According to Rightmove, the number of new properties on the housing market fell by 14.9% this month compared to November 2018, the largest annual drop since August 2009. In London, the drop in new homes put on sale was even more pronounced, with a fall of 26.9% recorded in the capital.
The property website also revealed that average house prices in the UK fell by £3,900 in November, a 1% drop compared to October. In London, average prices fell by £8,926, or 1.4%, compared to the previous month. The average asking price for a property in the UK now stands at £302,808.

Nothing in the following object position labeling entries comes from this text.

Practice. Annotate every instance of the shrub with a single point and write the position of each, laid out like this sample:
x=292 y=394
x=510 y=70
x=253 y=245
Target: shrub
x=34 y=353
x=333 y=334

Rightmove said that although asking prices tend to drop slightly before Christmas, this latest slump is more to do with sellers waiting until the uncertainty surrounding the upcoming General Election, and of course Brexit, subsides. It also warned that the housing market could be subdued throughout next year if sellers’ reluctance to sell doesn’t ease up.

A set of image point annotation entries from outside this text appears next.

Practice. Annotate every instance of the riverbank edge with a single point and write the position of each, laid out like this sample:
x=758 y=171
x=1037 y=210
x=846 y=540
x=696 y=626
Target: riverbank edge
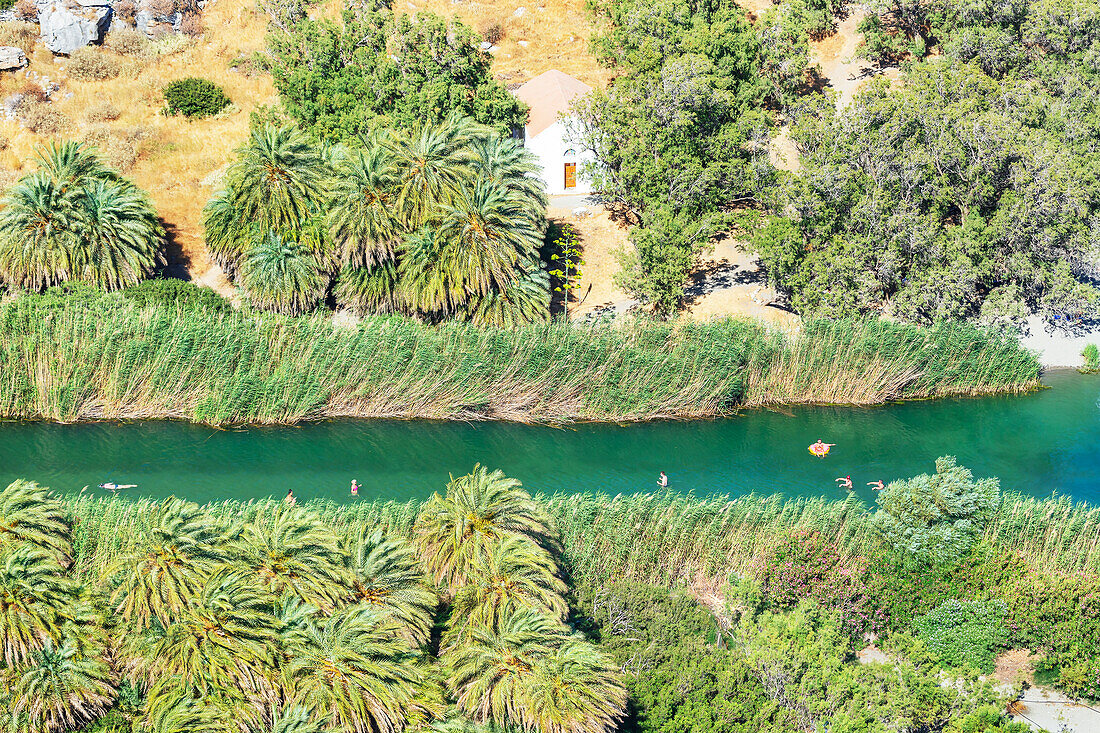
x=673 y=535
x=66 y=362
x=139 y=415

“I’ve seen lots of unusual events affecting the property market in my 40-year career, but a Brexit deadline followed by a snap general election six weeks later is obviously a new combination for me and for many thousands of buyers and sellers,” said Miles Shipside, director and housing market analyst at Rightmove.
“Elections normally dampen activity as uncertainty causes a degree of hesitation, but this one is being called to try to break the deadlock after three years of uncertainty. A more certain outlook, whatever it may be, would be a welcome change for those who are contemplating moving.
“Our monthly poll of the housing market shows a clear swing towards hesitation for prospective sellers, with buyers losing the extra choice that thousands more newly marketed properties would bring. In spite of this, buyers are continuing with their purchasing plans, with the number of sales agreed only marginally down on a year ago.”
Glynis Frew, chief executive of Hunters estate agents, said: “The reality is that the market will continue to experience the Brexit jitters until the impasse in Westminster comes to an end. Nobody really knows what’s around the corner so it’s understandable that some buyers have been sitting tight and sellers haven’t been itching to bring their properties to the market.
“The general election has now been thrown into the mix too so that will add another layer of uncertainty, or even opportunity for the more audacious buyers.”